For folks wanting some more detailed chatter on gameplay nitty gritty, here's a periodic reminder about a nice little sister-community called mefightclub, which is run by and populated in significant part by MetaFilter folks. There's a current Auto Chess etc. thread that might scratch some "what's going on with this" itches. Requires an account to read thread (and to contribute to 'em, obvs), but it's a quick free sign-up and a nice, MeFi-like place for gaming-related chatter.
posted by cortex at 2:29 PM on June 26, 2019 [2 favorites]


but the game wasn't a good fit for me simply because there was a huge number of plays and I wasn't sure which one was best. But still fun as I lost many games

The trick is to pick a set 15-20 plays that work to the strengths of your players, and use those with a few extra "surprise" plays in for special situations. Don't try to learn or use it all. This is true of real-life football as well. It fits my nerdy need to write down "I called this play, this is what the down and distance was, how many yards did I get" obsessiveness. I also do that in Madden. I am a tremendous dork.
posted by Abehammerb Lincoln at 4:59 PM on June 26, 2019


The "drafting" layer is very shallow compared to modern board games.

It's actually pretty functional... as I understand it, the major decision points are -

1) Alliances - each hero has 2 or more alliances which give you bonuses to fielding more of them. Figuring out what is "workable, given the draft I have been given so far and what the 7 other players are doing" isn't trivial.

2) Economy - you earn money through getting win streaks, loss streaks, and floating money and earning interest on it. There is an inherent tension between spending money to defend a win streak, and floating money to earn interest while earning a loss streak (and losing hp). This is a classic "minimum spend" problem analysis - you never want to overspend (because you're giving up interest income) so you need to make the judgement of how much is "enough" to maintain your win-streak, or how much to lose by - the worse your loss, the more hp damage you take, so you might deploy better units to the board, yet you don't want to "win" accidentally because it cancels your streak. Worst that can happen is to flip flop between winning / losing so you never earn streaks, in a sense this is like Hearts. I think this is the hardest part - you basically decide whether to commit to a win or loss streak and at what point you switch gears, and how much to spend to maintain those streaks.

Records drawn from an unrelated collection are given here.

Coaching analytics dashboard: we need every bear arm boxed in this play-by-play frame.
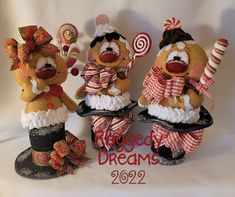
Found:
[60,91,77,112]
[20,81,37,102]
[107,78,130,96]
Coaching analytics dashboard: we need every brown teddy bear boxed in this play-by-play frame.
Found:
[138,17,228,165]
[5,26,87,179]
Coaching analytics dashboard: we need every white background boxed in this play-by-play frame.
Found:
[0,0,235,196]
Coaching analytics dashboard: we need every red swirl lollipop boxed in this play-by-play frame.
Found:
[125,32,152,75]
[132,32,152,58]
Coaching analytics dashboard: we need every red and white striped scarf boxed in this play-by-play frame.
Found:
[81,63,117,94]
[142,67,185,104]
[152,124,204,157]
[91,112,133,150]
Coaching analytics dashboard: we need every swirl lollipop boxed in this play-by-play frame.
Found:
[125,32,152,75]
[132,32,152,58]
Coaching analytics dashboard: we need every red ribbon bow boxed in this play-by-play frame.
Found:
[5,26,59,71]
[142,67,185,104]
[189,79,215,109]
[49,131,89,176]
[81,63,117,94]
[35,84,63,100]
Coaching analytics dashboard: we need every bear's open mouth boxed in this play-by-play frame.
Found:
[99,51,119,63]
[166,60,188,73]
[36,64,57,80]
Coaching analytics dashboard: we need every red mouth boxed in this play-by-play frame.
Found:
[99,51,119,63]
[36,66,57,80]
[166,60,188,73]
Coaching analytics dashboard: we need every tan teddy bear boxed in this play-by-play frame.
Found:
[76,14,134,150]
[138,17,222,165]
[5,26,87,179]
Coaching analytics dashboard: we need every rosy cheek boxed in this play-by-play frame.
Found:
[189,66,204,79]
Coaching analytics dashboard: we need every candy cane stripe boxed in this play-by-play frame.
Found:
[199,38,228,86]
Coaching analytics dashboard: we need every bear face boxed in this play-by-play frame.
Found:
[155,41,208,81]
[88,35,132,69]
[13,52,67,87]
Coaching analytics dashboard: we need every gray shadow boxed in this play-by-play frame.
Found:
[187,8,235,162]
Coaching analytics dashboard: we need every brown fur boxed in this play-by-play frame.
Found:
[138,42,208,110]
[12,52,77,113]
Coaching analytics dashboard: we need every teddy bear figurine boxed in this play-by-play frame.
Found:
[76,14,151,151]
[138,17,228,165]
[5,26,88,179]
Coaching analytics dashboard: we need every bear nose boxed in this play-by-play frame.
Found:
[106,47,113,52]
[173,56,181,61]
[45,63,52,68]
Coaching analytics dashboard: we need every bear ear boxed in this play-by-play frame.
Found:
[5,38,21,70]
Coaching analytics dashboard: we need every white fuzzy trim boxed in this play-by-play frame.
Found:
[165,44,172,51]
[21,105,68,130]
[185,40,196,45]
[182,95,193,110]
[119,37,133,59]
[93,24,117,37]
[85,92,131,111]
[30,80,43,95]
[147,104,200,124]
[176,41,185,50]
[110,85,121,96]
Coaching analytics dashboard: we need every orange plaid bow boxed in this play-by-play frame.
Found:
[5,25,59,71]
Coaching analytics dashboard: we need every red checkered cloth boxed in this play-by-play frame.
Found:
[92,112,133,150]
[81,63,117,94]
[152,124,204,157]
[142,67,185,104]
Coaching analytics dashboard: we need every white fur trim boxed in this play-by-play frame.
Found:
[30,80,42,95]
[119,37,133,59]
[30,80,50,94]
[157,47,164,57]
[84,92,131,111]
[93,24,117,37]
[185,40,196,45]
[182,95,193,111]
[110,85,121,96]
[138,101,147,108]
[147,104,200,124]
[176,41,185,50]
[165,44,172,51]
[21,105,68,130]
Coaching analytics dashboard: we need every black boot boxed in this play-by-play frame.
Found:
[152,144,185,165]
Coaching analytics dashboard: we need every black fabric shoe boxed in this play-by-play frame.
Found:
[152,145,185,165]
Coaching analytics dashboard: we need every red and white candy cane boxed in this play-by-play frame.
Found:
[125,32,152,75]
[200,38,228,86]
[189,38,228,109]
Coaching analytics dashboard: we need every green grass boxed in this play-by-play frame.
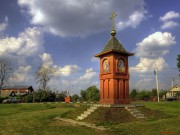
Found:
[0,102,180,135]
[0,103,114,135]
[110,101,180,135]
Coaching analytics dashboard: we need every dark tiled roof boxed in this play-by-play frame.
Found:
[101,36,126,53]
[2,86,32,90]
[95,35,134,57]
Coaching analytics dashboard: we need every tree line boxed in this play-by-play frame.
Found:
[22,85,99,103]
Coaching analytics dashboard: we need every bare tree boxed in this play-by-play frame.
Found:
[36,65,57,91]
[0,59,12,86]
[0,59,13,95]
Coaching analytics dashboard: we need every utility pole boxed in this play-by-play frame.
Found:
[172,78,174,97]
[154,64,160,102]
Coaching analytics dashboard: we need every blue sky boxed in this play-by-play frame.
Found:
[0,0,180,94]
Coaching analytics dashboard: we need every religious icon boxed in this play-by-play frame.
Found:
[103,59,109,72]
[118,59,125,72]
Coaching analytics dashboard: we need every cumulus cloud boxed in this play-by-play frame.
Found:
[40,53,53,66]
[118,10,146,29]
[9,66,33,83]
[160,11,180,29]
[39,53,80,77]
[132,31,175,73]
[0,27,44,65]
[130,57,167,72]
[135,32,176,58]
[18,0,146,37]
[161,21,179,29]
[0,16,8,33]
[79,68,96,80]
[58,65,80,76]
[160,11,180,22]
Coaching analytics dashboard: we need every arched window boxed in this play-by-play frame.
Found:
[117,58,125,72]
[103,59,109,72]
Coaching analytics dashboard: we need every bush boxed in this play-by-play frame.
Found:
[24,90,56,103]
[0,96,8,103]
[24,94,33,103]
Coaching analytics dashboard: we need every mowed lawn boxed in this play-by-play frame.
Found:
[0,103,115,135]
[0,102,180,135]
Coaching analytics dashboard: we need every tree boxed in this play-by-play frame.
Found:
[136,90,151,100]
[0,59,12,86]
[177,55,180,76]
[80,90,87,101]
[0,59,13,95]
[55,91,66,101]
[130,89,138,99]
[36,65,57,91]
[86,86,100,101]
[71,94,79,102]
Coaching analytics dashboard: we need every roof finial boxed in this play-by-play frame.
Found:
[110,12,117,36]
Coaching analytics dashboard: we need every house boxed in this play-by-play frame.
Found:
[166,86,180,98]
[0,85,34,97]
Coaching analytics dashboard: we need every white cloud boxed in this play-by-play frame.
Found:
[160,11,180,22]
[9,66,33,83]
[118,11,146,29]
[0,16,8,33]
[18,0,146,37]
[160,11,180,30]
[132,31,175,75]
[40,53,53,66]
[135,32,176,58]
[79,68,96,80]
[58,65,80,76]
[0,27,44,65]
[161,21,179,29]
[130,57,167,72]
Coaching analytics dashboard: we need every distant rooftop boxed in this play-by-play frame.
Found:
[2,85,32,90]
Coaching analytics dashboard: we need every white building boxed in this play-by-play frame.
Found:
[166,86,180,98]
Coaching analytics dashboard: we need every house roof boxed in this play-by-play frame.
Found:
[170,86,180,92]
[95,31,134,57]
[2,85,33,90]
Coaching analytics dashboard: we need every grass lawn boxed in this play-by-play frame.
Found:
[0,102,179,135]
[0,103,114,135]
[110,102,180,135]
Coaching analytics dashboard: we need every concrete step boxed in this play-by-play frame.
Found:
[76,106,98,121]
[84,111,91,115]
[131,110,140,114]
[125,107,147,119]
[134,114,144,117]
[77,116,84,120]
[81,114,88,118]
[137,116,146,119]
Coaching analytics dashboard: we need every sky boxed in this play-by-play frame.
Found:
[0,0,180,94]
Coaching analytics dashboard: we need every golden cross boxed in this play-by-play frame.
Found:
[110,12,117,31]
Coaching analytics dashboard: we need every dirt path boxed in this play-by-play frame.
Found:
[55,117,107,131]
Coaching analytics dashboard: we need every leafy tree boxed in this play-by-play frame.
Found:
[130,89,137,99]
[151,88,157,97]
[177,55,180,76]
[55,91,66,101]
[80,86,100,101]
[80,90,87,101]
[159,89,167,98]
[86,86,100,101]
[71,94,79,102]
[136,90,151,100]
[24,94,33,103]
[36,65,57,91]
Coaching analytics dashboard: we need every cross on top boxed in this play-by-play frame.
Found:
[110,12,117,31]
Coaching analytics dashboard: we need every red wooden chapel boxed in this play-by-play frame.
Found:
[95,12,134,104]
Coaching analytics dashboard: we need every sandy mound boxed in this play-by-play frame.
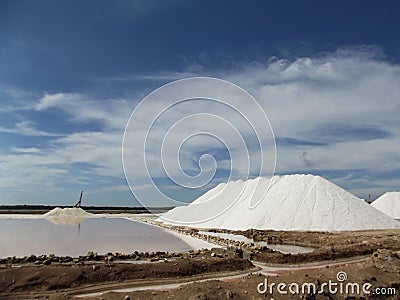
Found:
[160,174,400,231]
[371,192,400,219]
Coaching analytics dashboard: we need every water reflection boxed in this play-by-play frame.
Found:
[46,216,87,226]
[0,218,197,258]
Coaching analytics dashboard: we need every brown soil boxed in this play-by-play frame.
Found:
[95,249,400,300]
[0,257,252,298]
[241,228,400,248]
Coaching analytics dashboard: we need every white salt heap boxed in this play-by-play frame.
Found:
[44,207,94,225]
[44,207,93,218]
[371,192,400,220]
[160,174,400,231]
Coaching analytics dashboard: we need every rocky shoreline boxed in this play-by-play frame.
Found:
[0,247,244,267]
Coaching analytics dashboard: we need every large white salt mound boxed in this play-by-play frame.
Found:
[371,192,400,219]
[159,174,400,231]
[44,207,93,218]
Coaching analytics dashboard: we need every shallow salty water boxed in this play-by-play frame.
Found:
[0,218,203,258]
[198,231,314,254]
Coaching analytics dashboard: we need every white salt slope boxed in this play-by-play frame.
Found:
[44,207,94,218]
[160,174,400,231]
[371,192,400,219]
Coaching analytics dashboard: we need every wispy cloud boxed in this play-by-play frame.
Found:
[35,93,132,130]
[35,92,83,110]
[0,121,62,136]
[10,147,43,154]
[97,71,201,83]
[0,86,37,113]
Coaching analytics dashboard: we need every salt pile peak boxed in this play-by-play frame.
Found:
[160,174,400,231]
[371,192,400,220]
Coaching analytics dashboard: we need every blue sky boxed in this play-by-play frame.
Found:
[1,0,400,206]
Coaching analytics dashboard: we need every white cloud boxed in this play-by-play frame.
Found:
[101,71,199,82]
[35,92,83,110]
[10,147,43,154]
[0,121,62,136]
[35,93,132,130]
[52,131,124,177]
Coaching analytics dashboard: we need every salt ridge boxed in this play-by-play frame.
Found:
[160,174,400,231]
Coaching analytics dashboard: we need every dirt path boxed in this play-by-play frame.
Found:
[72,256,370,298]
[252,255,370,276]
[71,268,259,298]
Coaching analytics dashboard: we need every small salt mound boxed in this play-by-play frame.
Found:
[44,207,93,218]
[160,174,400,231]
[371,192,400,219]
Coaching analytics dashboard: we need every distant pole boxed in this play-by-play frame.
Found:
[368,193,371,203]
[74,191,83,207]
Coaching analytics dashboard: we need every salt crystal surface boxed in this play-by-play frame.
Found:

3) Sideboard - You can speculatively buy units to put on your sideboard and you sell them back for the same price so they're "free" - it increases the likelihood of drafting synergies in future rounds but you lose interest income. It's an intangible form of spending.

4) Common draft pool - watching what other players draft informs you of the likelihood of drafting certain pieces (if everyone is drafting Knights it may get difficult to find them), and also informs what counter-strategies you will go for and need to sideboard for.

5) Leveling up your character - you spend money to level up your character which allows you to field more units to the board and unlocks access higher tier heroes in the draft. This costs your economy (lower gold floated) and also dilutes the likelihood of lower tier heroes, which means it can be hard to finish lower tier sets.

6) Positioning / items - correct / incorrect positioning can win or lose the game on its own.

7) When to reroll - you can spend 2 gold to reroll your draft, it's true money down the drain (every other way of spending money contributes permanently to your total power), so it's only done sparingly but can be a powerful tool.

8) Time constraints - 30-40 seconds is definitely not enough time in the late game when you are dealing with multiple re-rolls and repositioning / sideboarding, especially because that's when you make the decision to go "all in" and dump all your gold into the game and forgo all future interest income because the game is in its end stages. Sometimes one player goes all in while the other holds back and then if the first player can't win right away, the second will almost certainly win later.
posted by xdvesper at 8:43 PM on June 26, 2019 [1 favorite]


I've been playing TFT since it came out of beta 2 days ago. It's really fun! Still very much a beta-level game tho - needs some work. But yeah, super fun.